Iodinated Contrast Induced Hypothyroidism in the Infant After Enteral Contrast Enema: A Case Report and Systematic Review

Adinda G.H. Pijpers1, Sandra E. Zoetelief4, Laurens D. Eeftinck Schattenkerk1, Ralph de Vries5, Wes Onland3, Joost van Schuppen6, A.S. Paul van Trotsenburg2, L.W. Ernest van Heurn1, Joep P.M. Derikx1, Nitash Zwaveling-Soonawala2, Christiaan F. Mooij7
1Department of Pediatric Surgery, Emma Children’s Hospital, Amsterdam University Medical Centers, University of Amsterdam, Amsterdam, the Netherlands
2Amsterdam Gastroenterology Endocrinology and Metabolism Research Institute, Amsterdam, The Netherlands
3Amsterdam Reproduction and Development Research Institute, Amsterdam, The Netherlands
4Department of Neonatology, Emma Children’s Hospital, Amsterdam University Medical Centers, University of Amsterdam, Amsterdam, the Netherlands
5Medical Library, VU University, Amsterdam, The Netherlands
6Department of Radiology and Nuclear Medicine, Amsterdam University Medical Centers, University of Amsterdam, Amsterdam, the Netherlands
7Department of Pediatric Endocrinology, Emma Children’s Hospital, Amsterdam University Medical Centers, University of Amsterdam, Amsterdam, the Netherlands

Background: Excessive iodine intake triggers the Wolff-Chaikoff effect resulting in downregulation of thyroid hormone synthesis to prevent hyperthyroidism.
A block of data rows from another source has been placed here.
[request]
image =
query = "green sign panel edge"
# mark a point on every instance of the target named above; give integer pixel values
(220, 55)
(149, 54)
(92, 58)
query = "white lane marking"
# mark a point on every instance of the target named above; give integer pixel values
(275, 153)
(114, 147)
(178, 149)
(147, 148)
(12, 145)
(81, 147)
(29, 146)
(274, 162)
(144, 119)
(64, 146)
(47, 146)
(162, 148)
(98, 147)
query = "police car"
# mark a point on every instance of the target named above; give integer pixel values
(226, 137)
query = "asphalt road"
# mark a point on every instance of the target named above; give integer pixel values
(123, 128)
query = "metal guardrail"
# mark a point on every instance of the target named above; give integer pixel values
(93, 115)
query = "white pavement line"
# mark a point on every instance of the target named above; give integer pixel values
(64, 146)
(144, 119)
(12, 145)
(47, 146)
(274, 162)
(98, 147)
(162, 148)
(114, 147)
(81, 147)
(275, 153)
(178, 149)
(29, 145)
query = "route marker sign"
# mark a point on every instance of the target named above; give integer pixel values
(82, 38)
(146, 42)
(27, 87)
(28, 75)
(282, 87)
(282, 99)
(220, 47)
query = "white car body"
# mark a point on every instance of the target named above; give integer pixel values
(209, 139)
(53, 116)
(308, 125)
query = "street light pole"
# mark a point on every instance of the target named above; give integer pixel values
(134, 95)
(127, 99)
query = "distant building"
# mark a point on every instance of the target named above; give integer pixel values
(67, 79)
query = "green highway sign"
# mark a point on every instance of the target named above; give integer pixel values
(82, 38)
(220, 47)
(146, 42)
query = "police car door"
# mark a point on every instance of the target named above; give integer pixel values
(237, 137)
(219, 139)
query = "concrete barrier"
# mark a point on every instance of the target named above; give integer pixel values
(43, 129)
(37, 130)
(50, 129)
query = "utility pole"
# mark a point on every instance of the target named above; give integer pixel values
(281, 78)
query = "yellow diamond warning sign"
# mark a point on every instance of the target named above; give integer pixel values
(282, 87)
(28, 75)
Failure to escape the Wolff-Chaikoff effect can be seen especially in (premature born) infants and may result in prolonged iodine induced hypothyroidism. We describe a rare case of a preterm infant who developed severe iodinated contrast induced hypothyroidism after the use and prolonged stasis of enteral iodinated contrast media (ICM). In addition a systematic literature search was performed to evaluate all available data on this complication.
Methods: A systematic literature search was performed in PubMed and Embase. Studies describing the effect of enteral ICM on thyroid function were considered eligible. The primary outcome was to determine the frequency of contrast induced hypothyroidism in infants after administration of enteral ICM.
Results: The premature infant in our center developed severe iodinated contrast induced hypothyroidism after enteral ICM. In total, only two studies met our eligibility data, reporting eight patients. Out of these eight patients, four premature infants developed a contrast induced hypothyroidism after enteral administration of ICM.
Conclusion: Data on severity, length and frequency of contrast induced hypothyroidism after exposure to enteral ICM is very scarce. The herein reported case and literature search illustrate the potential severity of the complication and underline the necessity of future studies on this topic. We recommend standardized monitoring of thyroid function after exposure to enteral ICM in newborns to prevent delayed diagnosis of severe contrast induced hypothyroidism until evidence based recommendations can be made.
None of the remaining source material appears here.